If you couldn’t tell, I’m still quite irritated by what that CNN intern made out of our conversation, and by extent by what her takeaway was from the conversation. The story, based on a fifteen-minute interview, was originally meant to be 10 minutes long - the final product was just barely over 2 or 3 as all the non-disability-related fat had been trimmed.
To write a story on an individual who attempts to define himself outside of his disabilities and then frame that story solely around his disability is a frustrating paradox if you think about it. True transcendence of the appearance barrier would be to treat the subject as a completely valid intellectual unit apart from his physical form.
But we can’t have these nice things in this world, apparently.
I was not surprised by this take, though - which is why I prepared my responses. I tailored the ones pertaining to my disabilities to be usable in such a framing, hoping that it wouldn’t be the focus but anticipating that it would be a focus among many. And, anticipating that attitude, I excluded the largest reason I do what I do: it gives my life structure.
Saying to myself each week that I had a task to perform on days x, y, and z from time a to time b to yield the tangible, constructive end result of money was a stable, real thing I could center myself around. I didn’t live for that - my practice was still for myself and for my future, and I didn’t spend every waking second thinking that I could be making money right now - but it was something real to hold onto. Like a girlfriend. To be completely honest, if I were dating someone right now - some mild, feathery cute girl with a quick wit and unabashed enthusiasm for things, perhaps - I would not be busking. I wouldn’t need to - I would trade in my cash for the feeling of warmth and home that I felt four years ago with Megan when I held her close on her best and worst days. The numbers and figures filling my logbook would be the analog to the messages I would send her late at night, affirming my care for her, affirming that she was indeed the shit. I would not bat an eye in accepting that change.

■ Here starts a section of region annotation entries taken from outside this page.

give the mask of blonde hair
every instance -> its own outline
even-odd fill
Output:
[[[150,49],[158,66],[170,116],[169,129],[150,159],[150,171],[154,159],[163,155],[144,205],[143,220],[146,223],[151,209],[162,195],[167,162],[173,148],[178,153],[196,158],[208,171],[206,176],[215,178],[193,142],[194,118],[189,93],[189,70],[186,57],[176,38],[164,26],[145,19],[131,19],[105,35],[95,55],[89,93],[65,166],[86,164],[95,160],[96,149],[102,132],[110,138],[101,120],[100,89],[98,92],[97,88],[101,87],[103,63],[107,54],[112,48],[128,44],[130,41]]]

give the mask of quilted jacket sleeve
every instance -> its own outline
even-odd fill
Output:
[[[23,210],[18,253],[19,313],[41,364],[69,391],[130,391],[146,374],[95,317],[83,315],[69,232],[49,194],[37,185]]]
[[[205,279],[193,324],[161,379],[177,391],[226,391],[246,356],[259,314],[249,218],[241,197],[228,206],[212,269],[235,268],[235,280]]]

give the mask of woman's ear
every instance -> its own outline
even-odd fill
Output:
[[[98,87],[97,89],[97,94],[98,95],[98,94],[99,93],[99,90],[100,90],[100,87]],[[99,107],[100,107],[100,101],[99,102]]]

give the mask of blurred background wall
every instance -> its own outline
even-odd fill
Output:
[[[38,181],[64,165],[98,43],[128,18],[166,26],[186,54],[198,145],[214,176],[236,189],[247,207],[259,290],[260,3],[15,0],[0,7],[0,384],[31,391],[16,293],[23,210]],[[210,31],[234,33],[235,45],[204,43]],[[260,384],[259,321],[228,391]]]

In fact, I’m fairly certain that a someone I could hold onto would be worth far more than $10,174.58.
But that won’t come. No matter how skilled or talented or respected I may become, that love, that magical, painfully beautiful thing I discovered with that being, that miracle four years ago will never return. Even if I land a date at some point, their hesitation will be subtle but evident, and inside I will slowly cower. I will know that they will always have their reservations around me because of what I am. Despite the pomp and circumstance that CNN piece may have granted me, it’s done nothing to change the fact that I am, on a genetic level, broken, and that nothing can be done to change that.
That love will not find its way back to me ever again.
By my guess, I should be able to make close to $14,000 next semester. That’ll have to do.
I also hesitantly believe that I may have an onset of high-functioning depression. But I should address that another time.